Dalam forum tersebut, Kapolresta Malang Kota membuka ruang interaksi seluas-luasnya bagi keluarga korban untuk menyampaikan uneg-uneg, masukan, harapan, serta keluhan yang selama ini dirasakan.
“Kami siap mendukung dan memfasilitasi kebutuhan keluarga korban, baik yang masih menjadi kewenangan kepolisian maupun menjembatani dengan instansi terkait,” kata Kombes Putu Kholis.
Ia merinci, bentuk dukungan yang disiapkan antara lain pendampingan bagi putra-putri keluarga korban yang berminat mengikuti seleksi anggota Polri, dukungan layanan kesehatan, penjajakan beasiswa pendidikan, hingga fasilitasi penyampaian aspirasi kepada Pemerintah Kota Malang dan organisasi perangkat daerah (OPD) terkait.
Selain itu, Polresta Malang Kota Polda Jatim juga memberikan kemudahan layanan administrasi kepolisian, seperti pengurusan SIM melalui Satlantas, penerbitan SKCK melalui Intelkam, serta dukungan kewilayahan oleh para Kapolsek untuk membantu kebutuhan sosial kemasyarakatan keluarga korban di masing-masing wilayah.

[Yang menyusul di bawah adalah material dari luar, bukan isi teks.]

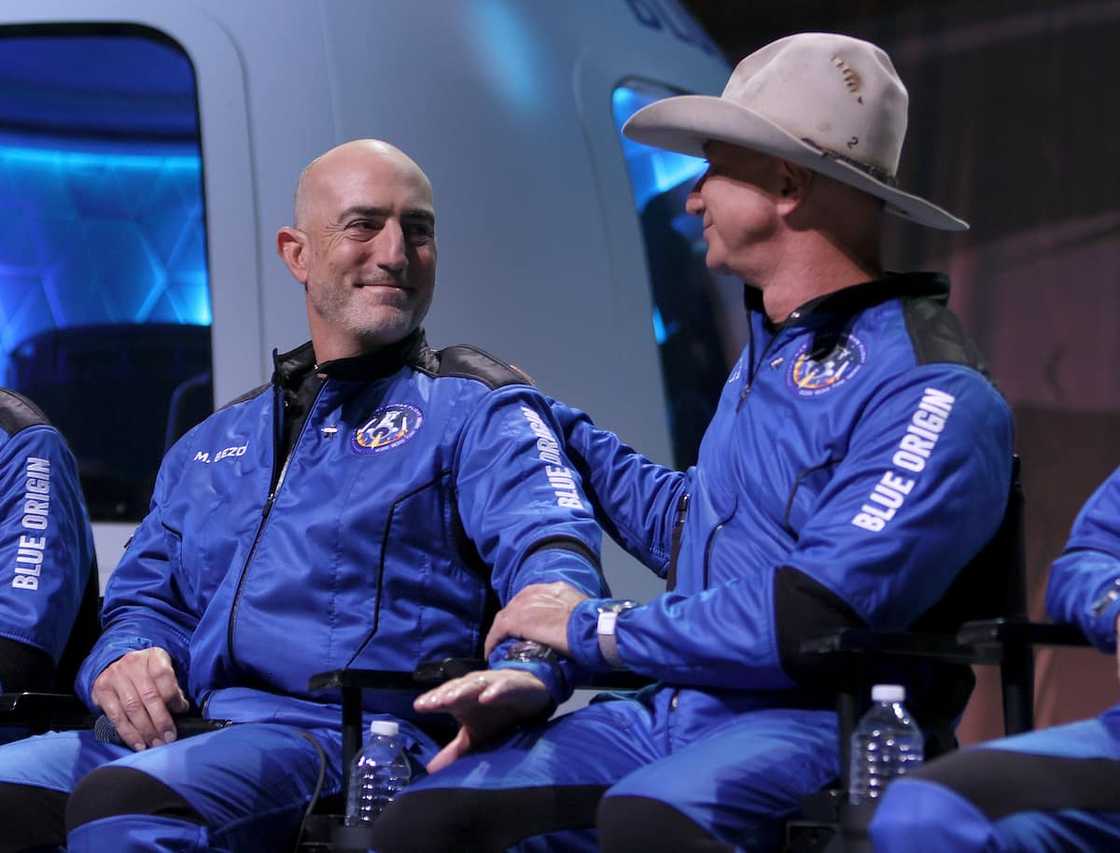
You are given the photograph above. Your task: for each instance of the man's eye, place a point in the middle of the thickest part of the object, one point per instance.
(419, 234)
(364, 225)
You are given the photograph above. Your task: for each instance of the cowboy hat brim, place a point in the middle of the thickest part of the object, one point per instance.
(686, 122)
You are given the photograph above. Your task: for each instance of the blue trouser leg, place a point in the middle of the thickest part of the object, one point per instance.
(1055, 789)
(249, 785)
(541, 789)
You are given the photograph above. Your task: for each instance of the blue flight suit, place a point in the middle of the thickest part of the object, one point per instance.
(421, 491)
(857, 460)
(1054, 789)
(46, 546)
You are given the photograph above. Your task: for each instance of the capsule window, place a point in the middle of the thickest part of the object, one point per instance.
(698, 319)
(104, 289)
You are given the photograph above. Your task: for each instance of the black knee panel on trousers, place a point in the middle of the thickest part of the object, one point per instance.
(121, 790)
(31, 817)
(475, 821)
(634, 824)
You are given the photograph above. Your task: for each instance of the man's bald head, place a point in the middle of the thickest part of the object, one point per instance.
(342, 159)
(363, 246)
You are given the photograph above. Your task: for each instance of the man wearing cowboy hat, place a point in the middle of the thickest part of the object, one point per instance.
(858, 460)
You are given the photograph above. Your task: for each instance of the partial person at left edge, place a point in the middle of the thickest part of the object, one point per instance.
(46, 549)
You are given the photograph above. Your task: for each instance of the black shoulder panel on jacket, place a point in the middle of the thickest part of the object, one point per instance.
(474, 364)
(938, 336)
(17, 412)
(248, 395)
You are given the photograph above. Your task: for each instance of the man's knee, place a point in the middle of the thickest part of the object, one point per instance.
(111, 791)
(628, 824)
(481, 821)
(30, 816)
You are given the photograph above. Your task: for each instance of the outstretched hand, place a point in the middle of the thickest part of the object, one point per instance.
(139, 693)
(539, 612)
(486, 704)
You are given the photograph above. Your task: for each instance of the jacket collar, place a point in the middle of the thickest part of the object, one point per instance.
(843, 303)
(290, 367)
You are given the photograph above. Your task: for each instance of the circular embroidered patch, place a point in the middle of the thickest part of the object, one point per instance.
(388, 428)
(811, 377)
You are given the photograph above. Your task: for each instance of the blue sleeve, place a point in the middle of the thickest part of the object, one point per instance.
(887, 574)
(46, 544)
(146, 600)
(1084, 582)
(635, 499)
(523, 506)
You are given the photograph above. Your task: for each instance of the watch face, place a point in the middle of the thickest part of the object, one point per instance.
(616, 606)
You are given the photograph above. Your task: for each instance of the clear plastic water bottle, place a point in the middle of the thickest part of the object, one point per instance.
(379, 772)
(886, 744)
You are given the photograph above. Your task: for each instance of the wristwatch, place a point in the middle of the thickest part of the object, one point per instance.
(531, 652)
(608, 618)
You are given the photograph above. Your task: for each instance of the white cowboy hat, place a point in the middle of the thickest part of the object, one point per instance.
(831, 103)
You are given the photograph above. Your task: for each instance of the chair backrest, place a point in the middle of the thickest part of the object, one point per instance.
(992, 584)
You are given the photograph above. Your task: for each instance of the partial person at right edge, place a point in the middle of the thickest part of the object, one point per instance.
(46, 547)
(1052, 789)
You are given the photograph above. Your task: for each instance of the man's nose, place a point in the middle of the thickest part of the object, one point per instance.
(389, 247)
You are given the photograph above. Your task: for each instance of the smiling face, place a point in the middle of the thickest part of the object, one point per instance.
(737, 198)
(363, 246)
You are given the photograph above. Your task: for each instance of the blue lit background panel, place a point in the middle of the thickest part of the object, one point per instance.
(688, 321)
(96, 238)
(652, 170)
(104, 291)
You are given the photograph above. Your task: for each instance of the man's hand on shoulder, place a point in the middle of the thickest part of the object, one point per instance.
(486, 704)
(539, 612)
(139, 693)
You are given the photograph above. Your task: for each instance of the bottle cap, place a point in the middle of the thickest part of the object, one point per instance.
(888, 693)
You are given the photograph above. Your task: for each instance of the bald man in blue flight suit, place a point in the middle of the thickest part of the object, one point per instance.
(370, 507)
(1053, 789)
(46, 546)
(858, 459)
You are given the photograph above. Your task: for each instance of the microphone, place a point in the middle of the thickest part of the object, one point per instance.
(185, 727)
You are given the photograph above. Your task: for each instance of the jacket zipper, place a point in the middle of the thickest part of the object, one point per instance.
(754, 368)
(277, 427)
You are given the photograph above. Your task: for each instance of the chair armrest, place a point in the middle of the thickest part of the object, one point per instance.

Bagi keluarga korban yang belum sempat hadir karena keterbatasan pekerjaan atau kondisi tertentu, Kombes Pol. Putu Kholis memastikan jajaran Kapolsek akan melakukan silaturahmi langsung ke rumah masing-masing keluarga.
“Kami menitipkan kepada Kapolsek jajaran untuk bersilaturahmi langsung ke rumah keluarga korban yang belum hadir, sekaligus menyampaikan tali asih dari Polresta Malang Kota sebagai bentuk kepedulian dan empati,” pungkasnya.
Kegiatan silaturahmi ditutup dengan doa bersama untuk para almarhum dan almarhumah korban Tragedi Kanjuruhan agar mendapatkan tempat terbaik di sisi Tuhan Yang Maha Esa, sekaligus menjadi penguat batin bagi keluarga yang ditinggalkan.
Melalui kegiatan ini, Polresta Malang Kota Polda Jatim kembali menegaskan komitmennya untuk terus menjaga soliditas, memperkuat pendekatan kemanusiaan, serta membangun hubungan yang harmonis dengan keluarga korban Kanjuruhan, sehingga kehadiran Polri benar-benar dirasakan sebagai pelindung, pengayom, dan sahabat masyarakat.